Braille uses a matrix of six dots to represent letters, numbers and other language features.
The rectangles are two dots wide by three dots high - some examples are shown below:
The black dots represent "bumps" which are raised so that they can be read using a finger.
We want to know how many possible patterns of bumps and flat spaces you can make.
The first pattern above has no bumps, and is not used in Braille, but it is still a valid pattern.

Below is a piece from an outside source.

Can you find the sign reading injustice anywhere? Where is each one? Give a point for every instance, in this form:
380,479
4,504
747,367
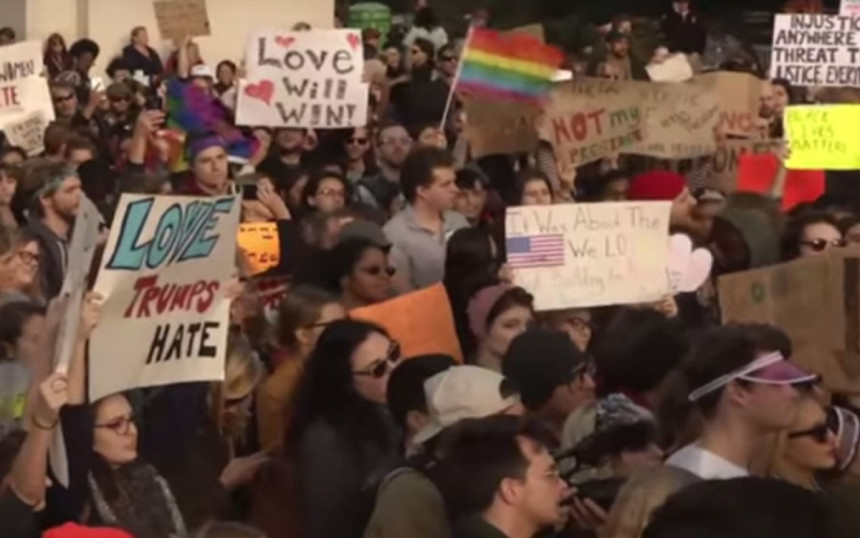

 Question 1 It is quite tricky to work out how many patterns there are for six dots, so we'll start with one dot. There are two possible patterns in this case, because the single dot can be on or off. Enter the two possible patterns in the grid below and click the "Check It!" button after each one. The computer will tell you when you have found all the patterns.
 Question 2 Now we want to see how many different patterns you can make with two dots. Remember each dot can be on or off. Enter each pattern in the grid and click the "Check It!" button after each one. The computer will tell you when you have found all the patterns.
 Question 3 Now we will look for all the patterns you can make with three dots. The computer will tell you when you have found all the patterns.

Question 4

We want to predict how many patterns you can make with four dots.
 How many patterns could you make with one dot? How many patterns could you make with two dots? How many patterns could you make with three dots? How many patterns do you think you will be able to make with four dots?
 Question 5 Now check that you can find all the patterns which use four dots.

Question 6
Now we should be able to predict how many patterns you can make with six dots.
Fill in the table below, including your predictions for how many patterns you could make with 5 and 6 dots.
 Number of dots in the grid 1 2 3 4 5 6 Maximum number of patterns

Question 7

Can you explain what the pattern is in the sequence of numbers above?
Write your answer in words, but keep it as simple as possible.

Question 8

This question is quite hard - you may need to ask a teacher for help!
If n is the number of dots in a grid, and p is the maximum
number of different patterns you can make with that grid,
what is the formula for p in terms of n?